Other potential side effects of increased succinylcholine dosages include cardiac dysrhythmias (bradycardia, ventricular dysrhythmias, and cardiac arrest) [9] and hyperkalemia, particularly in patients with coexisting disease, such as renal failure, spinal cord injury, stroke, or Parkinson’s disease [2]. While higher doses of succinylcholine may be associated with reduced fracture risk, higher doses also increase the risk of developing the above-mentioned side effects. Thus, a more conservative approach to dosing may be beneficial in cases such as the one described here. In this case, our decision to initiate and titrate treatments with standard doses of succinylcholine was guided by interdisciplinary cooperation, clinical observation, and periodic plain radiographs. Use of a peripheral nerve stimulator prior to electrical stimulation may have been beneficial for assessing the degree of muscle paralysis in response to succinylcholine in our patient. In a previous case report on a patient at high risk of fractures due to severe osteoporosis, a peripheral nerve stimulator over the ulnar nerve was used to accurately identify the degree of muscle relaxation, which allowed the physician to avoid using more than one succinylcholine dose for multiple ECT treatments per session [21].

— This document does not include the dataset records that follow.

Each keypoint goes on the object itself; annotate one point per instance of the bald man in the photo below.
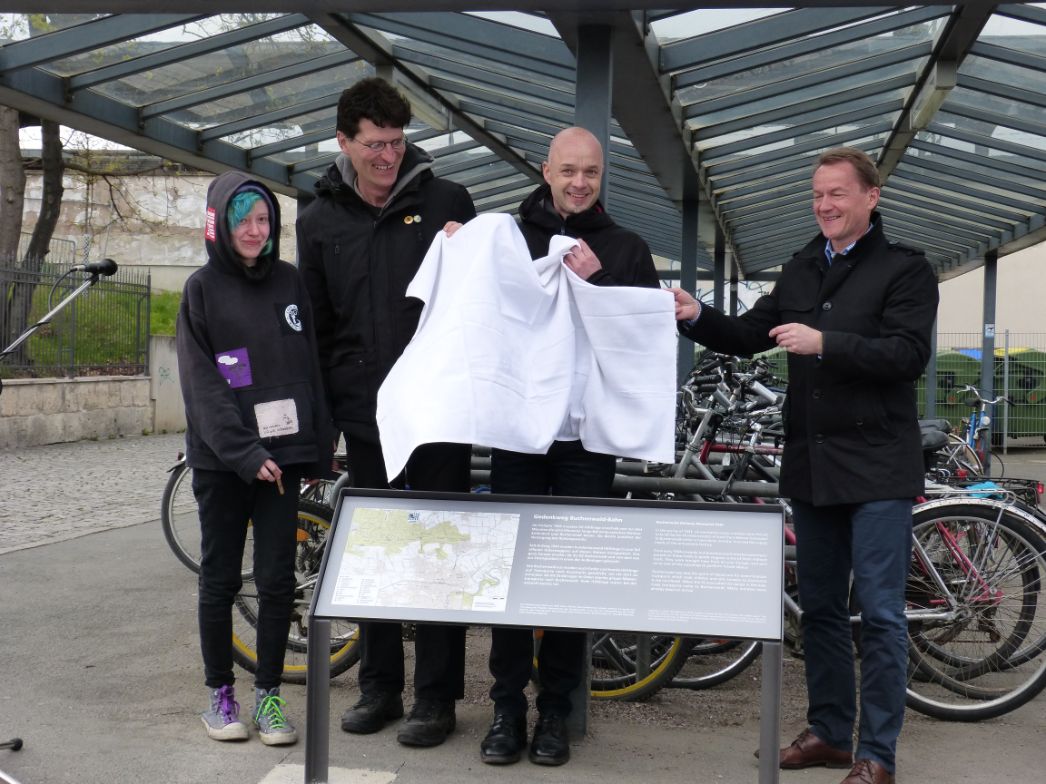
(606, 254)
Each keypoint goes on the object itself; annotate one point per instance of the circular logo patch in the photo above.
(291, 314)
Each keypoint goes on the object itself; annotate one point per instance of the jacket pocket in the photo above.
(280, 414)
(870, 419)
(796, 305)
(353, 388)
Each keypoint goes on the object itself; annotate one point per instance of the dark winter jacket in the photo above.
(850, 419)
(247, 354)
(357, 261)
(624, 256)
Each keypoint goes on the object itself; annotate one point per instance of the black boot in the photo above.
(429, 723)
(551, 743)
(504, 740)
(371, 713)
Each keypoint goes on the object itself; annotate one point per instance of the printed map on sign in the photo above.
(427, 559)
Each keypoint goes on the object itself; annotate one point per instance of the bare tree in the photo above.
(12, 201)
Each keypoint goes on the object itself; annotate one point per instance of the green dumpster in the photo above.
(1023, 377)
(955, 369)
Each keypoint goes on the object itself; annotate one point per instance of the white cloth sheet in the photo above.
(516, 353)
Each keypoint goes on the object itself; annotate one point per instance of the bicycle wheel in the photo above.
(977, 628)
(633, 667)
(314, 524)
(180, 516)
(713, 662)
(180, 521)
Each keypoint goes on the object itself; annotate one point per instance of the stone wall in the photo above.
(42, 411)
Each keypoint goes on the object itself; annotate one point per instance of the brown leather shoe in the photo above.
(868, 771)
(808, 751)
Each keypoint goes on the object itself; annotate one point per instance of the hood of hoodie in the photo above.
(340, 178)
(219, 238)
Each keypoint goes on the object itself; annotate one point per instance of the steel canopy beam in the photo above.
(642, 110)
(379, 51)
(936, 79)
(84, 38)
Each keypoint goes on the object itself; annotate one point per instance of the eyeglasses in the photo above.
(378, 146)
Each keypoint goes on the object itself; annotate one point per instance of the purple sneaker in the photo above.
(223, 718)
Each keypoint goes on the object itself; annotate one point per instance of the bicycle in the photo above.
(977, 629)
(180, 514)
(314, 525)
(181, 528)
(976, 430)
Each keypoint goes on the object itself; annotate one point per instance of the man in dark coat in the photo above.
(360, 244)
(606, 254)
(855, 314)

Using this relatively conservative approach to anesthesia induction and muscle relaxation, our high fracture risk patient successfully completed 9 ECT treatments with a positive response in mood and functionality with no evidence of fractures. This approach permitted the patient to be stabilized and allowed for her transfer to a palliative care facility.

Conflict of Interests

The authors declare that there is no conflict of interests regarding the publication of this paper.

Acknowledgments

The authors gratefully acknowledge the collaboration of Dr. C. Cabrera Abreu in the management of the current case and Joelle B. Thorpe, Ph.D., for assisting with editing and submitting this case report.